Are there any advantages to buying an older home like this one in Boston from 1900?
An old house could be rundown, it could need repairs and it could have unforeseen problems. But there’s a reason why it’s made it more than 100 years. It’s well-made with expert craftsmanship. And it’s got old-world charm. Fireplaces to cozy up to, a massive front porch to lounge on and take in the neighborhood. Oak. Not pine. Not metal. Oak. Big heavy doors and distinctive moldings. The whole place, most likely, was meticulously constructed by a master homebuilder. Prefabrication with synthetic materials was not in his vocabulary.
Also, old homes were built when there was plenty of land to go around. Often, you’ll find they have huge yards and they’re in the oldest, most interesting part of town, maybe with ancient trees on the property that lend a certain character newer homes just can’t match. They’re probably closest to downtown, where all the good stuff is, too.
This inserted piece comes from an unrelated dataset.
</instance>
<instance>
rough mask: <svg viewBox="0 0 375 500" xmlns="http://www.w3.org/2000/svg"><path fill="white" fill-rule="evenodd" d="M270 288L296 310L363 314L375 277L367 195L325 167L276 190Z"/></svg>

And, you can count on historic zoning to keep the neighborhood stable—no chain restaurants, no malls going up nearby.
These homes have stood the test of time. They’ve weathered storm after storm, and they’ll weather a few more. So what do you need to know if you’re looking into buying one?
One thing to keep in mind is to get an inspection before making an offer. But also be aware that some wear is going to go with the territory. For example, if the sills (the foot-square chestnut beams that ring the bottom of the house) are one-third rotted, and the home is 200 years old, it’s going to take another 400 years for them to completely go, and this won’t be your problem. So don’t sweat it. Termites are also common. But they can be gotten rid of pretty easily by an exterminator.
Wiring is another issue. If it’s outdated, it’s going to be a huge, expensive job. Same for the plumbing and the roof. But this is why you inspect before you purchase.
If you’ve got ghosts, though, there’s not much to be done. Hopefully they’re friendly. That’s just part of the fun of living in a home that’s had generations of owners.